D. Token Removing
time limit per test
2 seconds
memory limit per test
256 megabytes
input
standard input
output
standard output
r-906 & Hatsune Miku - All I Can See Is You

Define a sequence of integers $$$a$$$ valid if and only if $$$\forall 1 \le i \le n, 0 \le a_i \le i$$$.

Define the weight $$$f(a)$$$ of a valid sequence $$$a$$$ of length $$$n$$$:

  • Initially, a token is placed at each integer point in the closed segment $$$[1, n]$$$ on the number axis.
  • Perform $$$n$$$ operations in sequence. During the $$$i$$$-th operation, if $$$a_i \ne 0$$$, remove a token in the closed segment $$$[a_i, i]$$$ that has not been removed; otherwise, do nothing.
  • $$$f(a)$$$ is the number of ways to remove tokens. Two ways are considered different if there exists a $$$t$$$ such that the positions of the tokens removed by the two ways are different at the $$$t$$$-th operation.

For example, $$$f([0, 2, 1]) = 2$$$, because we can remove tokens on $$$2, 1$$$ or $$$2, 3$$$ in sequence.

JT gives you two integers $$$n, m$$$ and asks you to find the sum of the weights over all $$$(n + 1)!$$$ valid sequences of length $$$n$$$. Since the answer may be too large, print it modulo $$$m$$$.

Input

Each test contains multiple test cases. The first line contains the number of test cases $$$t$$$ ($$$1 \le t \le 1000$$$). The description of the test cases follows.
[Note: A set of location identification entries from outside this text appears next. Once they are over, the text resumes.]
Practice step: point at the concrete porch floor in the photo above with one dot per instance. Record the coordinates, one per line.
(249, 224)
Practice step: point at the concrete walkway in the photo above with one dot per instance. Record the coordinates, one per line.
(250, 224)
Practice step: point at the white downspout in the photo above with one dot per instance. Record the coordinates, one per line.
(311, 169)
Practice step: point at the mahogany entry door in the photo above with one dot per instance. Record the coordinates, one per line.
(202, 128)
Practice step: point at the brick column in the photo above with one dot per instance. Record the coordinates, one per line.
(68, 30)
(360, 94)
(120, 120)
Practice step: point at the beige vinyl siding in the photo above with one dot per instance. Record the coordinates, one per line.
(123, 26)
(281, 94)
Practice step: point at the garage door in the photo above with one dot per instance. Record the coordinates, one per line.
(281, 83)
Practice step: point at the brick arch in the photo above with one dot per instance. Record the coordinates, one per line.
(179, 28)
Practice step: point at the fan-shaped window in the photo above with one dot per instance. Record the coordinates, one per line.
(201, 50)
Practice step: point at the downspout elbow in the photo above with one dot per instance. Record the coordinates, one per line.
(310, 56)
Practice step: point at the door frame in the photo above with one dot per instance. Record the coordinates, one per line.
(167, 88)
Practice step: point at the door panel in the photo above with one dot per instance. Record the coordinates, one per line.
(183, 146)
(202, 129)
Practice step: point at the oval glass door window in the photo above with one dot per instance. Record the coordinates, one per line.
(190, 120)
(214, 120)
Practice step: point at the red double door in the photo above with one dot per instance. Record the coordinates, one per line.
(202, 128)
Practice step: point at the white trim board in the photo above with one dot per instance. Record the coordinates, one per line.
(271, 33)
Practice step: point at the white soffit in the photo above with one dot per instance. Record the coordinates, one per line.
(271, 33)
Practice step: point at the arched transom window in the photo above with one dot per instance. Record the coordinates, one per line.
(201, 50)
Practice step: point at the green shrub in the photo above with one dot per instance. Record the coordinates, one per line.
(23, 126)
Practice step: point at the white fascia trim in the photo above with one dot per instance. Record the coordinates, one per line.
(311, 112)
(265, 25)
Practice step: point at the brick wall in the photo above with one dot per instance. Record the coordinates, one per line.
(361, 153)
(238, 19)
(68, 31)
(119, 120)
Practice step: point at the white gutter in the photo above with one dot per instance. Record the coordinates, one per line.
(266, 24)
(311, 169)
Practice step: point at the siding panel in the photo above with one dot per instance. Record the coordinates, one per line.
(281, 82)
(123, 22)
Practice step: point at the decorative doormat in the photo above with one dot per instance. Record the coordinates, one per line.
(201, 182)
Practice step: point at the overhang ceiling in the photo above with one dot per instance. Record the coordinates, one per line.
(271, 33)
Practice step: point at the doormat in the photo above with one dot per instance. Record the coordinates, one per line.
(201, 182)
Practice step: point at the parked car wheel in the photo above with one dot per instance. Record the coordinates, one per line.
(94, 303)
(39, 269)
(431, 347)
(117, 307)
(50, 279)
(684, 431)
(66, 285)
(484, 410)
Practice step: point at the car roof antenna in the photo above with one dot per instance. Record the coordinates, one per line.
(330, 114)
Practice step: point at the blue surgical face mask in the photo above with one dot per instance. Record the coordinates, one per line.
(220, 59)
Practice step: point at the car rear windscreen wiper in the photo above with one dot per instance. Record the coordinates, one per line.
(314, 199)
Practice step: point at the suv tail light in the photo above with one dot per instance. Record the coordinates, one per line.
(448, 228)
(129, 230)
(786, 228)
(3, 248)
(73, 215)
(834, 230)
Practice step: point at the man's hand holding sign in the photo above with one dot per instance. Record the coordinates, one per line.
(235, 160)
The only line of each test case contains two integers $$$n$$$ and $$$m$$$ ($$$1 \le n \le 5000, 10^8 \le m \le 1.01 \cdot 10^9$$$) — the length of valid sequences, and the modulus.

It is guaranteed that the sum of $$$n^2$$$ over all test cases does not exceed $$$2.5 \cdot 10^7$$$.

Output

For each test case, output an integer — the sum of the weights over all $$$(n + 1)!$$$ valid sequences of length $$$n$$$, modulo $$$m$$$.

Example
Input
6
1 1000000007
2 1000000007
3 1000000007
4 1000000007
5 1000000007
114 514191981
Output
2
7
37
273
2672
393775292
Note

In the first test case, valid sequences are $$$[0]$$$ and $$$[1]$$$, and the answer is $$$f([0]) + f([1]) = 1 + 1 = 2$$$.

In the second test case, valid sequences are $$$[0, 0], [0, 1], [0, 2], [1, 0], [1, 1], [1, 2]$$$. The weight of $$$[0, 1]$$$ is $$$2$$$, and the others are $$$1$$$, so the answer is $$$5 \cdot 1 + 1 \cdot 2 = 7$$$.